Jimmy Carter: Rock & Roll President
~President on my mind~
古き良きアメリカが懐かしくなる映画
「何かを決める時は、自分がなりたい人にならなければならない」と笑う、ボブ•ディランの大ファンだったジミー•カーター大統領。ロックンロール好きでホワイトハウスでジャズコンサートを開き、マリファナも吸った大統領と噂された。黒人80%だったジョージアのピーナッツ農場出身で、幼少期はゴスペル音楽で育った。大学に入るまで白人の友達がほとんどいなかった彼は、ジョージア州知事になった時マーティン・ルーサー・キング・ジュニアの写真をオフィスに持ち込んだ。人種差別問題に真剣に取り組み、人々に銃を向けず、爆弾も落とさず、そしてただ世界平和を訴えた(のちにノーベル賞を受賞)。音楽は人種の壁を超えて人々をつなぐと信じた元大統領のドキュメンタリーは必見。監督はメアリー•ワートン。
2020、96分
Merkel – Anatomy of a Crisis (Die Getriebenen)

噂にまどわされないで正義を貫く
ヨーロッパ中で最も先進国といわれるドイツ。ステファン•ワグナー監督の最新作はアンゲラ•メルケル独首相(女優イモジェン•コーゲ)。ストーリーは何千人ともいわれるシリアの難民をヨーロッパ諸国が受け入れるかどうか、国境を閉めるかどうかの決断を下すまでの約60日間に焦点があたる。
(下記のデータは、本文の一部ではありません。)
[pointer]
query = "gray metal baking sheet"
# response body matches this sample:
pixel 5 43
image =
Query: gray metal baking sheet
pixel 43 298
メルケル首相は当時、ドイツで一番人気のある政治家だった。だが難民問題のせいで支持率が大幅に低下。国家が2分したため、自分の無力さを感じるまでになる。次々と問題が起こる中、やはり本来の人間性を重要視し、国境を開けて世界がうらやむようなドイツにしたいと決意。真のリーダーとは、と考えさせられるような映画。